JoeTheJuggler said:
You're attempting to redefine censorship such that the term "de facto censorship" has meaning.
The CU ruling is what did that.
No it didn't. I'm talking about conventional usage. Censorship, in this context, is government restriction of speech. Even more broadly the term means
someone is restricting speech. The term "
de facto censorship"--where free speech is somehow restricted without anyone doing it-- is logically inconsistent and meaningless.
And you're using this meaningless term to support an argument that says then it's possible to restrict speech in order to increase speech.
Strawman argument. Poisoning the well. Slippery slope. These are analogies
[ETA: Those are not analogies. Those are types of informal fallacies.]
Those terms have meanings. I have not committed any of those fallacies. I criticized your analogy as being unnecessary and not constituting an argument. The proper role of analogy is to make something more clear. I understand your position perfectly well, so there is no need for any analogizing.
And spending is now defined as speech. We're going in circles again.
Only if you keep falsely insisting that spending has been defined as speech. It has not. I've already given you a simple example of spending to influence elections that is not considered speech and is not protected by the First Amendment.
We're only going in circles because you keep insisting the facts are other than as they are.
Carelessly worded. The Court held that the government has no anti-corruption interest in limiting independent expenditures.
Cite?
The court held no such thing--unless what you mean is no anti-corruption interest that outweighs free speech rights.
I don't understand why you would think that would matter.
Math. The number of possible eligible voters dramatically increased (nearly doubled at that moment.)
At any rate none of this historical data proves that the Citizens United decisions of 2010 to strike down parts of the McCain Feingold law of 2002 somehow caused a decrease in voter participation. So whatever point you're trying to make from the historical data is irrelevant to this discussion.
Have a look at this graph:
Would you like to argue that disillusionment with our political system is not the reason why such a large segment of the elegibles consistently abstain?
Nice try, but it's not my argument, and it's irrelevant to the current discussion. I'm merely pointing out that you have not proven that disillusionment without or political system is the reason for relatively low voter participation.
I provided a model we might have used to test your assertion that de facto censorship is a self-contradictory concept, but you dismissed it as a flawed form of argument. Do you consider argument by assertion to be superior to argument by analogy?
There is no such thing as "argument by assertion". An assertion is simply an assertion. And your analogy is unnecessary.

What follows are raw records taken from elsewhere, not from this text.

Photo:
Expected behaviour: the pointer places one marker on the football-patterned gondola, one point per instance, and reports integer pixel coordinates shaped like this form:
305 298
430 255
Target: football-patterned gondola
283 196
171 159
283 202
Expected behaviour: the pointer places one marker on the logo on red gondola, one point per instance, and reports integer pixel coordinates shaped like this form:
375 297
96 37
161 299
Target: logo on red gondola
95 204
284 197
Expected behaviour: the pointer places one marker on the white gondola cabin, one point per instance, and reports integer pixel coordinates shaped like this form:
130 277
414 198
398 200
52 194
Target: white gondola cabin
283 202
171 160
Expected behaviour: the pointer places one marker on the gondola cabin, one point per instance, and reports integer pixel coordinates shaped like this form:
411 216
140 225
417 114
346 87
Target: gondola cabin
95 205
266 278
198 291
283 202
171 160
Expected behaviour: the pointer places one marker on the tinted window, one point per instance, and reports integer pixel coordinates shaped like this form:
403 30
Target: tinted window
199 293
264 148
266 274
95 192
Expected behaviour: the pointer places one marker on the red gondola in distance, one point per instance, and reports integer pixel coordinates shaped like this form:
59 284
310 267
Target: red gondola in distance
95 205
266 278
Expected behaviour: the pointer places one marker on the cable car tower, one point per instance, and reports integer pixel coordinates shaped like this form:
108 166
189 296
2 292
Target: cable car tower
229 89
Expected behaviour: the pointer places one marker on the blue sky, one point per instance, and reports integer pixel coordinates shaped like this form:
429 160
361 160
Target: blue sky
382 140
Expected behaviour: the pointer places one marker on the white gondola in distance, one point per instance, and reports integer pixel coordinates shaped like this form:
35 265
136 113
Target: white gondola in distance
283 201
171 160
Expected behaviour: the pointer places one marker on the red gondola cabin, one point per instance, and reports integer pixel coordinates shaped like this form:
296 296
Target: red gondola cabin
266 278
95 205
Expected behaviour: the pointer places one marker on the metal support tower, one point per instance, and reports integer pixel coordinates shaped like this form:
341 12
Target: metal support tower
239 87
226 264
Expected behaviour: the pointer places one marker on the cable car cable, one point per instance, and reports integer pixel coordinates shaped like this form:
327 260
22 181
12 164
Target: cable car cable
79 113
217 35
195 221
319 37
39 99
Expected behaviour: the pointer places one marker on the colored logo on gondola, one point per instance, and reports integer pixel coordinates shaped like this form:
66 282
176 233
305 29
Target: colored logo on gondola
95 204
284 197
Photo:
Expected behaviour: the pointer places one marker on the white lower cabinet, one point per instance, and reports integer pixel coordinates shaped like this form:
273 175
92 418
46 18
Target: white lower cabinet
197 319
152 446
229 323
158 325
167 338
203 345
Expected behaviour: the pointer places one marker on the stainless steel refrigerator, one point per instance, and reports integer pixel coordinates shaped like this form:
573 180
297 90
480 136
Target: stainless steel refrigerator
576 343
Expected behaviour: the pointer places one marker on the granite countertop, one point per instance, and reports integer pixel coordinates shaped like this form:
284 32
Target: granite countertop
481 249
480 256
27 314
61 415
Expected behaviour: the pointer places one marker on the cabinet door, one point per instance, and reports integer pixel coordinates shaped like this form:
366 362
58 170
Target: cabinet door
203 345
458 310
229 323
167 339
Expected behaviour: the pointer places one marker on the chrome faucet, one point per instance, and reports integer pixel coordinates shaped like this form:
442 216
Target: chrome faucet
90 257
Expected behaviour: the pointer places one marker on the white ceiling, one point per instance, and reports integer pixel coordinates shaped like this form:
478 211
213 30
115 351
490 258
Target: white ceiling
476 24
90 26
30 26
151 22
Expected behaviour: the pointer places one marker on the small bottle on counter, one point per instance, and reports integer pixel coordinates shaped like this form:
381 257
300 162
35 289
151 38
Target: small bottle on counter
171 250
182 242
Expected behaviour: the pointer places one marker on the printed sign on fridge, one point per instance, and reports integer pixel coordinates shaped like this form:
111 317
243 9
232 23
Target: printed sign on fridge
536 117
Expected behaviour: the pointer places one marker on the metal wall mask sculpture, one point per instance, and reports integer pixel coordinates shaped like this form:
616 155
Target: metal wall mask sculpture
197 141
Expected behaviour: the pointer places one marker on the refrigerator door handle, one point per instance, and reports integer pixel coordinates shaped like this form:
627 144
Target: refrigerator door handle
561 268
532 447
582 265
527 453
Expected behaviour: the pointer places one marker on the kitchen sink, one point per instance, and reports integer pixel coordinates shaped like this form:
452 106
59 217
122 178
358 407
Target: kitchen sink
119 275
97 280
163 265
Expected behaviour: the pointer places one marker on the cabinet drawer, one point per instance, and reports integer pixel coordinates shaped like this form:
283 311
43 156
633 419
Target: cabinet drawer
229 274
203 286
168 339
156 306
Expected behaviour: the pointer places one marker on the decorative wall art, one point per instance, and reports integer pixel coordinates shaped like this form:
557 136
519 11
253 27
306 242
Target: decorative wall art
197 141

It did not "model" any test of the inherent contradiction in "
de facto censorship". [ETA: And I understand your point perfectly well. You're claiming that government restriction of speech rights is justified because the fact that smaller voices are "drowned out" by the bigger voices wrt electioneering is itself a type of censorship. But that's not censorship, so your argument fails. There is no First Amendment right that your voice not be drowned out.]
I'd like to see your evidence that people's minds weren't changed.
That's also an illogical way to reason. And my thesis is not the people's minds weren't changed. I was pointing to the flaw in your holding out that people's minds weren't changed as evidence (somehow) of the need to protect them from the harmful effects of this extra electioneering.
On this point, you argued a tautology as if it had any meaning. You said the reason the extra electioneering didn't turn the election is that it couldn't possibly change people's mind about a candidate that they really disliked. I pointed out that if that's so, then it's evidence against there being a harmful effect.
You say that the voters need to be protected from this "harmful" electioneering even if they are immune to harm from it.
Is there any hypothetical election outcome that you wouldn't be able to use as evidence for the "harmful" effect of this electioneering?
And again, I point out that the liberal approach is generally to trust human nature. Your position seems to rely on a view of voters as not being able to take care of themselves in a world with free speech.
In fact, the evidence provided earlier in this thread points to the fact that all that spending doesn't make much difference. And my position is that the court made the correct call in saying the public interest in limiting speech doesn't outweigh the speech rights.